Zombie workers that we can't stop

We’ve recently migrated a number of worker processes from Heroku to Render but ran into an issue last night with zombie worker processes (that are still running now several hours later) with no way to stop them.

We’re currently stuck with 3 zombie worker processes that are flooding our logs with error messages and overloading one of our redis instances with no way to kill the zombie workers. I tried re-deploying the workers and suspending them all (even deleting one worker from the dashboard) but the zombie processes are still running. Can someone from Render kill these for us?

From our logs:
srv-c9eabmp0gd076846l900-78df977b87-r52mp service-r52mp
srv-c9gqfjkobjdb4g3bm720-794f594c4b-cwsxb service-cwsxb
data-worker worker-npndn

Please DM me if you need more info.

Context: we had a database failover last night (not running on Render) which caused our Render workers to error which caused some issues with our Redis instance (also not running on Render). Our Render workers got into a restart loop over several hours and this morning we tried manually restarting and suspending all of the workers but noticed 3 workers were still running. I’ve had to move all of our workers back to Heroku.

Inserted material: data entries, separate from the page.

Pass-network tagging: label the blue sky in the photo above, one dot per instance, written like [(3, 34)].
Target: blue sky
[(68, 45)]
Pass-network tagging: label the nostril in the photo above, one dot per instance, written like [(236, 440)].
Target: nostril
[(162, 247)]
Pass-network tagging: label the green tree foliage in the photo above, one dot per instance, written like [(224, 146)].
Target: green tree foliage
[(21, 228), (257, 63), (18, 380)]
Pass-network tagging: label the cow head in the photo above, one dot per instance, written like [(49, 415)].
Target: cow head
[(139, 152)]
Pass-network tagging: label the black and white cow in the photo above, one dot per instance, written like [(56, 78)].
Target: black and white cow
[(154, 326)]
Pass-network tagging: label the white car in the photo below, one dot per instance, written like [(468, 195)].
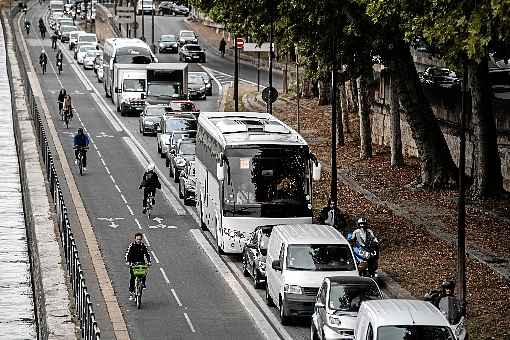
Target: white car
[(82, 52), (90, 57)]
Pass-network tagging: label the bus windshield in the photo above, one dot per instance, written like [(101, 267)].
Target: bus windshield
[(267, 181)]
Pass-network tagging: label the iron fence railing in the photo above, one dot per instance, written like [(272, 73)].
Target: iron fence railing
[(84, 311)]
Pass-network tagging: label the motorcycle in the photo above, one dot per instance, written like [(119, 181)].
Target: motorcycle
[(449, 306), (367, 257)]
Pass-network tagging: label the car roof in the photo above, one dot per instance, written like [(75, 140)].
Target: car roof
[(390, 312), (310, 234)]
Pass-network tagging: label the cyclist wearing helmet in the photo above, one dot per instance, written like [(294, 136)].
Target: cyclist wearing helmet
[(81, 140), (150, 182)]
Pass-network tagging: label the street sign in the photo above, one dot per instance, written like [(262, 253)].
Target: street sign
[(125, 15), (240, 42), (265, 94), (253, 47)]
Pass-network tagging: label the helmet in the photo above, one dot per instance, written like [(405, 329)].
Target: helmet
[(448, 284), (362, 222)]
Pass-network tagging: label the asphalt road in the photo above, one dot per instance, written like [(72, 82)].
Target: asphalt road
[(189, 296)]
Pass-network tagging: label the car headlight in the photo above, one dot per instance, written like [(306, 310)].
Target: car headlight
[(292, 289), (334, 321)]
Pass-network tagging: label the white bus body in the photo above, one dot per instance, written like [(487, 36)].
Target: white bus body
[(123, 51), (251, 170)]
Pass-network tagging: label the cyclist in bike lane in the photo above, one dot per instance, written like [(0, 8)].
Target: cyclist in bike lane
[(136, 254), (150, 182), (81, 140)]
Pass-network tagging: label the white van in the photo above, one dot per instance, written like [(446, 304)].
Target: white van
[(299, 257), (397, 319)]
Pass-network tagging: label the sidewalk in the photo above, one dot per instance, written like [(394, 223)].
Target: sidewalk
[(416, 229)]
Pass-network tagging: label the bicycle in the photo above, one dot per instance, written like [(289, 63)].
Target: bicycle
[(79, 158), (140, 271), (150, 204)]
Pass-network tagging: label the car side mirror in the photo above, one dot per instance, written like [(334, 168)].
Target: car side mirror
[(319, 305)]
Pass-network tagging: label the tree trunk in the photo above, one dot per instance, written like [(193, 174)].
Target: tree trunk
[(345, 107), (365, 131), (397, 158), (324, 91), (437, 167), (487, 177)]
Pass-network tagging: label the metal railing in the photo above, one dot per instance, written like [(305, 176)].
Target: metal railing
[(84, 311)]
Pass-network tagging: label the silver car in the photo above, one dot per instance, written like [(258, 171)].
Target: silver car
[(150, 117), (337, 305)]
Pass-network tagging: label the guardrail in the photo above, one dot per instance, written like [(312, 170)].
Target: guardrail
[(84, 311)]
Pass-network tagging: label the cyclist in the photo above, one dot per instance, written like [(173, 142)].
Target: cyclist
[(81, 140), (43, 60), (136, 253), (60, 59), (150, 182), (61, 96)]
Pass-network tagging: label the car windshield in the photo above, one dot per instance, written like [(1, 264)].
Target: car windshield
[(164, 90), (187, 148), (348, 297), (134, 85), (87, 38), (180, 124), (414, 333), (168, 38), (157, 110), (320, 257), (193, 48), (267, 181)]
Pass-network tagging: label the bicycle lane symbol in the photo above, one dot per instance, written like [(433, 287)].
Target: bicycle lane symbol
[(160, 225)]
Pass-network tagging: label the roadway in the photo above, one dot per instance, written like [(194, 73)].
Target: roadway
[(192, 292)]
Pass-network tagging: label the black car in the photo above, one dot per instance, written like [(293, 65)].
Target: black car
[(197, 87), (207, 80), (192, 52), (254, 255), (166, 7), (439, 77), (181, 10), (168, 43), (182, 151)]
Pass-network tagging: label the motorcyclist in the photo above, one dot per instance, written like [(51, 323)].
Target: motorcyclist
[(136, 253), (43, 60), (150, 182), (365, 241), (81, 140)]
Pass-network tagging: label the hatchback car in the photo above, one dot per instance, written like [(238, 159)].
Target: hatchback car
[(168, 43), (254, 255), (337, 306), (187, 183), (150, 117), (182, 152)]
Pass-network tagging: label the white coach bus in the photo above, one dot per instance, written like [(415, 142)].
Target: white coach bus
[(123, 51), (251, 170)]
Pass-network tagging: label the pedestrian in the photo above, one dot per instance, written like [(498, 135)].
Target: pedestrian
[(223, 45)]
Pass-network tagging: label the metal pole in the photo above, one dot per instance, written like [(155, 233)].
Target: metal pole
[(333, 194), (236, 77), (270, 102), (461, 236), (258, 71), (297, 88)]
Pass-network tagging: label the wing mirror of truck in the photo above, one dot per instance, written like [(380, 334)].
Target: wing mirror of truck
[(276, 265)]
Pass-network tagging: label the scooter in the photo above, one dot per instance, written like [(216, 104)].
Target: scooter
[(450, 307)]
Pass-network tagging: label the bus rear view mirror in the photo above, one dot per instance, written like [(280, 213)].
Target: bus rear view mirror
[(316, 171), (220, 172)]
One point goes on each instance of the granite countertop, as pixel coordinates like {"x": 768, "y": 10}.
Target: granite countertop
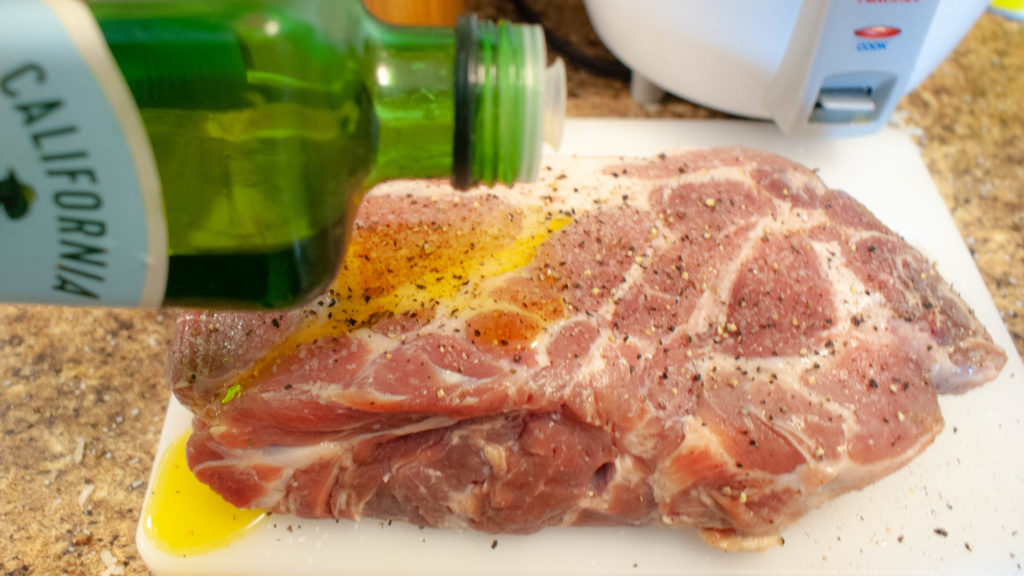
{"x": 82, "y": 397}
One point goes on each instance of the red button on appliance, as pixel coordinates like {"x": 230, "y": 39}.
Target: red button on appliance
{"x": 878, "y": 32}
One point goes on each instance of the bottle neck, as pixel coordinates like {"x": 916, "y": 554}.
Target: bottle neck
{"x": 475, "y": 103}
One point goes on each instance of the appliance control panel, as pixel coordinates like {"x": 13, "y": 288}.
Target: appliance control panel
{"x": 847, "y": 64}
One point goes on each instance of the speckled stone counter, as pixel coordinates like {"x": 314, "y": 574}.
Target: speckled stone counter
{"x": 81, "y": 392}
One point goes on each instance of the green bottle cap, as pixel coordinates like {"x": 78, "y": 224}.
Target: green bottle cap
{"x": 508, "y": 101}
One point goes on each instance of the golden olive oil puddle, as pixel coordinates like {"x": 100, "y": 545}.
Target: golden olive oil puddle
{"x": 391, "y": 273}
{"x": 184, "y": 517}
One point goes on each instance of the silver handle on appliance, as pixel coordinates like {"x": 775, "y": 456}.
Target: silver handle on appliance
{"x": 847, "y": 65}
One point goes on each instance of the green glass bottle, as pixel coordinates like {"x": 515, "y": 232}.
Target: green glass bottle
{"x": 269, "y": 119}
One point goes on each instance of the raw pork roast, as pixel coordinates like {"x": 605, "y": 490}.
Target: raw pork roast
{"x": 711, "y": 338}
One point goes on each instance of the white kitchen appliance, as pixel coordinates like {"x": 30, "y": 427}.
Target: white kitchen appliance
{"x": 833, "y": 68}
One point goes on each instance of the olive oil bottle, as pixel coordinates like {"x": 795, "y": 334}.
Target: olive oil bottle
{"x": 212, "y": 153}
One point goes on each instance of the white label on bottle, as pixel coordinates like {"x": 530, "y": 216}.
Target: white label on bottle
{"x": 81, "y": 218}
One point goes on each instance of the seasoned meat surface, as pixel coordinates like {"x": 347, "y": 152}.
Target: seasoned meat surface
{"x": 711, "y": 338}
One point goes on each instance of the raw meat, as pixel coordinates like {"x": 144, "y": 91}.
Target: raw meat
{"x": 713, "y": 338}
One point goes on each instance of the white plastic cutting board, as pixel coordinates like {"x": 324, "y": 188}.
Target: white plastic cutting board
{"x": 970, "y": 483}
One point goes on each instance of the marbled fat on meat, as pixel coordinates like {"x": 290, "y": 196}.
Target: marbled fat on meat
{"x": 710, "y": 338}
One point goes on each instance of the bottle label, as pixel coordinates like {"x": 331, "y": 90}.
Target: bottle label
{"x": 81, "y": 216}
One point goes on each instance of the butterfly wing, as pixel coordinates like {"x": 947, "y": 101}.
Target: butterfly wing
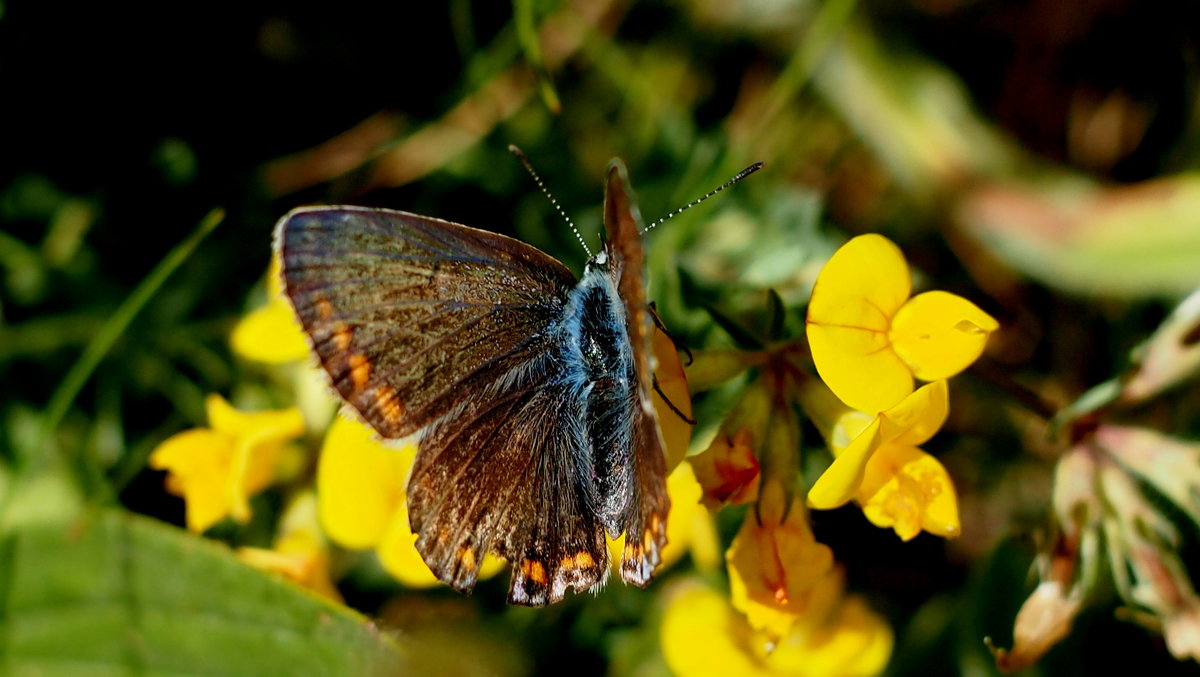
{"x": 408, "y": 313}
{"x": 647, "y": 513}
{"x": 429, "y": 325}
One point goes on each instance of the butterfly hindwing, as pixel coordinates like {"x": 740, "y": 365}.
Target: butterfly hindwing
{"x": 502, "y": 479}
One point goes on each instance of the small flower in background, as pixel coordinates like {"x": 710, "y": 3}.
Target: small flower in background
{"x": 1133, "y": 492}
{"x": 216, "y": 469}
{"x": 270, "y": 333}
{"x": 774, "y": 563}
{"x": 300, "y": 551}
{"x": 869, "y": 340}
{"x": 727, "y": 471}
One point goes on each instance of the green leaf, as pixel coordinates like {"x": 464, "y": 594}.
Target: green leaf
{"x": 119, "y": 594}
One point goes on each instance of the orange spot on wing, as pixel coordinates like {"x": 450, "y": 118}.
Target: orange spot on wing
{"x": 581, "y": 559}
{"x": 467, "y": 558}
{"x": 534, "y": 570}
{"x": 389, "y": 405}
{"x": 342, "y": 336}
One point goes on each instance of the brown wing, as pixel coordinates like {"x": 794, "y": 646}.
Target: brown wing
{"x": 411, "y": 315}
{"x": 646, "y": 522}
{"x": 501, "y": 477}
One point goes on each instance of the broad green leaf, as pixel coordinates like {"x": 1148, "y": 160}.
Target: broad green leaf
{"x": 115, "y": 594}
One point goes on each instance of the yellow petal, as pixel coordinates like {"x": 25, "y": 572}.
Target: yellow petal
{"x": 853, "y": 300}
{"x": 685, "y": 510}
{"x": 939, "y": 334}
{"x": 300, "y": 551}
{"x": 918, "y": 417}
{"x": 673, "y": 383}
{"x": 270, "y": 334}
{"x": 907, "y": 490}
{"x": 199, "y": 462}
{"x": 855, "y": 642}
{"x": 703, "y": 636}
{"x": 360, "y": 484}
{"x": 838, "y": 484}
{"x": 773, "y": 569}
{"x": 399, "y": 556}
{"x": 268, "y": 425}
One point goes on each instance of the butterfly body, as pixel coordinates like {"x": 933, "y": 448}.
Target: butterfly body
{"x": 528, "y": 390}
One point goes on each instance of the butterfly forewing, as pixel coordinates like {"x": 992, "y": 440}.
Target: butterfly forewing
{"x": 407, "y": 312}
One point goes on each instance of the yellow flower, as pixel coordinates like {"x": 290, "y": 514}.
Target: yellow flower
{"x": 876, "y": 461}
{"x": 216, "y": 469}
{"x": 270, "y": 333}
{"x": 361, "y": 501}
{"x": 300, "y": 552}
{"x": 702, "y": 635}
{"x": 909, "y": 490}
{"x": 774, "y": 563}
{"x": 869, "y": 339}
{"x": 689, "y": 526}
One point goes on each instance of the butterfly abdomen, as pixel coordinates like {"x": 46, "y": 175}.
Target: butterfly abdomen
{"x": 595, "y": 321}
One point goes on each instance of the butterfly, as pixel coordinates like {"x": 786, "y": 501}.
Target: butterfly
{"x": 529, "y": 390}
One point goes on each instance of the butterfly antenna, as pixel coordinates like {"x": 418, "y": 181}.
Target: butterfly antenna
{"x": 736, "y": 178}
{"x": 537, "y": 179}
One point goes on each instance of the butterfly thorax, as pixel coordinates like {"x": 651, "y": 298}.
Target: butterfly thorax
{"x": 600, "y": 346}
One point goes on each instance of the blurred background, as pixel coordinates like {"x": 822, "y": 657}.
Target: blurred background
{"x": 1037, "y": 157}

We’re really enjoying Render so far but not being able to actually stop a worker process after suspending them or even deleting them in the dashboard is really concerning, especially when the zombie processes could be destabilizing our infra.

Thanks,
Jason

It looks like all of the zombie workers have stopped now. One stopped at 09:30:24 PT and another at 10:30:54 am PT.

Please let me know if this can be looked into. Ideally, suspending a worker would force stop all instances of the service within some reasonable time (a minute or two).

Thanks,
Jason

Hi Jason,

Sorry for the delayed response, and for the issue you faced here. When you suspend a Render worker we immediately attempt to cancel any in-progress deploys and scale the worker down to 0 instances. It’s possible something went wrong with this process on our end given what you observed in your logs.

We will certainly look into this more and attempt to reconstruct what happened using our internal observability tools. Please let us know if you have any other information which might be helpful, or if you see this issue happen again. You can email support@render.com if your message includes information that you don’t want to share publicly.

Sincerely,
David

Thanks David for getting back and looking into this!

We’ve been working on our DB failover handling on render so our instances should be a little more robust to this now.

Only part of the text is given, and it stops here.